The state of Florida sent thousands of invitations to register on the voter register to people already registered and who, for professional reasons, asked not to appear in public records, amid a contest that is strained by November 3 in a state that could be decisive.
Voters who claim a special exemption from public records due to the “delicate, confidential, or dangerous” nature of their work received postcards from the State Department’s Elections Division, which wrongly tells them they may not be registered, the Tallahassee Democrat newspaper revealed this Tuesday.
Less than three weeks before the October 5 enrollment deadline for the November general election, the state sent the card as part of a requirement to join the Electronic Registration Information Center (ERIC), a consortium of 30 states in the country and the District of Columbia, the rotary indicated.
The Florida Elections Division used ERIC data to identify more than 2 million potentially eligible but unregistered voters
Without filtering thousands of registered voters whose personal information is protected.
Florida‘s law allows individuals working in certain government positions, classified within a “high-risk professional class,” in addition to their spouses and family members, to request that their personal information be protected. It includes police personnel and federal, state and county judges, as well as firefighters, paramedics and members of the Army, among many other officials’ posts.
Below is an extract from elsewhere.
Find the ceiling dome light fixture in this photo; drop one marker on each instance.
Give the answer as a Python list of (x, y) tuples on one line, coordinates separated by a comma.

In Leon County alone, where the state capital, Tallahassee, is located, and where many of the judicial and government staff reside, some 22,000 invitation postcards were sent.
The postcard says, in English and Spanish, that records show that recipients are eligible but not registered to vote, so they are urged to do so online.
As of last July, it had registered 13.9 million voters in Florida, 5.1 million of them Democrats, 4.9 million Republicans and 3.9 independents, according to the Florida Election Division, which contributes 29 of the 538 votes of the Electoral College that elects the president.
Democrat Joe Biden outpertches President Donald Trump of the Republican Party by an average of 6.5 points in national opinion polls, according to the specialized portal Real Clear Politics, but in Florida that distance is only 1.6 points in favor of the former vice president.